Reporters Liz Rappaport and Jon Hilsenrath were careful to use the term "jump-start" only once in their report and placed it far, far away from the phrase "shadow banking system", but, obviously, whoever was charged with compiling the summary section didn't feel the need.
Here's the report about yesterday's announcement by the Federal Reserve to spend another trillion dollars to try to save yet another part of the financial system.
The U.S. launched a program to finance up to $1 trillion in new lending to consumers and businesses, in an ambitious attempt to jump-start credit for everything from car loans to equipment leases.Then again, after the enormous problems that it's caused over the last year or so, maybe the shadow banking system should be left to wither up and die.
The Federal Reserve and the Treasury Department hope to revive the moribund market for so-called securitized lending, which until last year was central to providing consumer and business loans. Starting March 17, large investors -- including hedge funds and private-equity firms -- can obtain cheap credit from the Fed and use the money to buy newly issued securities backed by such loans.
The Fed, which announced the program's outlines in November in tandem with the Treasury, had already expanded the size of the program and on Tuesday further expanded its targets. Originally limited to backing securities for consumer and small-business loans, it now will also target securitized loans for heavy industrial equipment, agricultural-equipment leases and rental-car fleets. And the central bank sweetened some terms to draw investors and debt issuers. For instance, participants won't have to adhere to limits on executive compensation that apply to banks that accept bailout government money. Such restrictions were originally planned for some participants.

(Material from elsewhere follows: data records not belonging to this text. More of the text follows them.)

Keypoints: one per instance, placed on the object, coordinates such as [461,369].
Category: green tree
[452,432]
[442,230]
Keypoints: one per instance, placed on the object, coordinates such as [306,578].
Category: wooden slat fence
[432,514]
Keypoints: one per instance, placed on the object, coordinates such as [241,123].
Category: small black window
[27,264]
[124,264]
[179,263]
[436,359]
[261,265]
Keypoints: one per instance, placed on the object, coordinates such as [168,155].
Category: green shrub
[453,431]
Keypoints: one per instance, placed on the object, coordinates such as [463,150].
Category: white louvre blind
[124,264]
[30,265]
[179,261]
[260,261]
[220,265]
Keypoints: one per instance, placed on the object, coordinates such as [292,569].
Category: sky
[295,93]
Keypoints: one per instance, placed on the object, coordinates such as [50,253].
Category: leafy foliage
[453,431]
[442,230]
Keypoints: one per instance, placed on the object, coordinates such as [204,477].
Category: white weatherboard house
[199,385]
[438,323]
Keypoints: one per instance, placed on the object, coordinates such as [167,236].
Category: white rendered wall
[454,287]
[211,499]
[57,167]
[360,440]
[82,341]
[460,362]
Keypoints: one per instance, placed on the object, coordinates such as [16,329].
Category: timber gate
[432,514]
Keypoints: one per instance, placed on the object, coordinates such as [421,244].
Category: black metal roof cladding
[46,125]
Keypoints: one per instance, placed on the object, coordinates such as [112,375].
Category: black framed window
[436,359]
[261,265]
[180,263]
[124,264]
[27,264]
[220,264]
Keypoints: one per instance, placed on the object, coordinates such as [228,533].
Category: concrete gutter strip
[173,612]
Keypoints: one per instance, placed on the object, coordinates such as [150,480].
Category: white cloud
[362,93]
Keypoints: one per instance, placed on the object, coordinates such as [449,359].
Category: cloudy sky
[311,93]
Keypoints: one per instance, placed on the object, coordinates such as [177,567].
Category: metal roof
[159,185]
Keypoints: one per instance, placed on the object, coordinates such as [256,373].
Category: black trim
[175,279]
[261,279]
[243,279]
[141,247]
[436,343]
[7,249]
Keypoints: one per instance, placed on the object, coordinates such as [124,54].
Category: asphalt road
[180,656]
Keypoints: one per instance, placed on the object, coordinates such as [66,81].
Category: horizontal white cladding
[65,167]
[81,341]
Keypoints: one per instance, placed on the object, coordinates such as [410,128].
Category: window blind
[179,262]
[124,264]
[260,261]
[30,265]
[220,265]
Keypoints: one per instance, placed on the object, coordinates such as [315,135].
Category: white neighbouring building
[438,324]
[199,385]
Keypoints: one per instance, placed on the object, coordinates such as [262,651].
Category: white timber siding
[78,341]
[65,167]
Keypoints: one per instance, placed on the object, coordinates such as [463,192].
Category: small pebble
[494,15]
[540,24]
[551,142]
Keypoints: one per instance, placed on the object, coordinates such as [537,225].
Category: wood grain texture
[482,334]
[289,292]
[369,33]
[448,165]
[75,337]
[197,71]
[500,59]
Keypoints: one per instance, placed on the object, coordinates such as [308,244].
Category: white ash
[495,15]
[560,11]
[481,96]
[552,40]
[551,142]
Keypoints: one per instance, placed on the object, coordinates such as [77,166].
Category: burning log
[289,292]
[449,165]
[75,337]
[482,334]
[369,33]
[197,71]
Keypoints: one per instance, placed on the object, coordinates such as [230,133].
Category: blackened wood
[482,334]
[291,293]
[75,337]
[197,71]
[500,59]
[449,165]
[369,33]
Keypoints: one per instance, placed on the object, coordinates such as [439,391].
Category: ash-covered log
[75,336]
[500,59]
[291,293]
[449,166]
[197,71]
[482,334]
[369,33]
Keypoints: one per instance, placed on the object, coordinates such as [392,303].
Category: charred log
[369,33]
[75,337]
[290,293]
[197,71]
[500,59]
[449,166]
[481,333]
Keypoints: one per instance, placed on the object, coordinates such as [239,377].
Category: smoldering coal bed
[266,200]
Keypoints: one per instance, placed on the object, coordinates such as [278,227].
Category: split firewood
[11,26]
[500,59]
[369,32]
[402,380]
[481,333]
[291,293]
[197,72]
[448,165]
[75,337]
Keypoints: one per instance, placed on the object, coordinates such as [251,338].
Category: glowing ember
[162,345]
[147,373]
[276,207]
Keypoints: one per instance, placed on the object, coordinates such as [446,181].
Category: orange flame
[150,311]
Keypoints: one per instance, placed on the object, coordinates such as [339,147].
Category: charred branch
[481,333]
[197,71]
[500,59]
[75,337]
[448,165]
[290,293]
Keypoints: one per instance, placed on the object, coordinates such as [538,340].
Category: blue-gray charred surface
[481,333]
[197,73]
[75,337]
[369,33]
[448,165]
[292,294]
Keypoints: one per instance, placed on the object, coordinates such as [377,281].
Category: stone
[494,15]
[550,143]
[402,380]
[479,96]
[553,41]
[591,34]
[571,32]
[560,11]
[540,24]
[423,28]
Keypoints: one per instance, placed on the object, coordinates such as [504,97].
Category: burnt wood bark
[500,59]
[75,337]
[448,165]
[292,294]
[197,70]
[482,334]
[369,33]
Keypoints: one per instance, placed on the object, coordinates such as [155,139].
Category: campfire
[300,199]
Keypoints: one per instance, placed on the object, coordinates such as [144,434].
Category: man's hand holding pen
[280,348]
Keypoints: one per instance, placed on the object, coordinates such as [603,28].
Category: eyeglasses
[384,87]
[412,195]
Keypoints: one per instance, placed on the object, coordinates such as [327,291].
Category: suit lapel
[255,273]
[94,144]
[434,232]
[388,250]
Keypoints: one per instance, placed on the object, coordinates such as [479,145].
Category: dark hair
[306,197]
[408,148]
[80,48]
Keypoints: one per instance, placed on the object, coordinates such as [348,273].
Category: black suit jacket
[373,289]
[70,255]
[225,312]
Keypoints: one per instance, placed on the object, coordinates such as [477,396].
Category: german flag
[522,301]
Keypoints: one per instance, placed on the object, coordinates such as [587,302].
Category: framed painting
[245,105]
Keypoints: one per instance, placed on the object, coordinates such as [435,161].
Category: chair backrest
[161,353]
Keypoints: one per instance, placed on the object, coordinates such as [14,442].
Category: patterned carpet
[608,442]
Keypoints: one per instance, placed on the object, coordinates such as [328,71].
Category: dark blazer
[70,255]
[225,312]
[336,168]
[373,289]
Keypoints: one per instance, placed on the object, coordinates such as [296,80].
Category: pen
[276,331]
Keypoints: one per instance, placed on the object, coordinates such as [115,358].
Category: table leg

Much is riding on the initiative, known as TALF for Term Asset-Backed Securities Loan Facility. At the height of the credit boom, Wall Street issued more than $1 trillion a year of securities that were backed by consumer credit, and trillions more backed by mortgages. These markets -- sometimes called "the shadow banking system" because they operate outside traditional bank activity -- accounted for roughly 40% of all consumer lending before the financial crisis erupted last year. But the market dried up last year. Issuance of securities tied to consumer loans dropped to less than $8 billion in the final three months of last year.
"There has been somewhat of a collapse of the banking system, but an almost total collapse of the shadow banking system," said Princeton University economist Alan Blinder. "Given our reliance on the latter, we need to get that shadow banking system revived."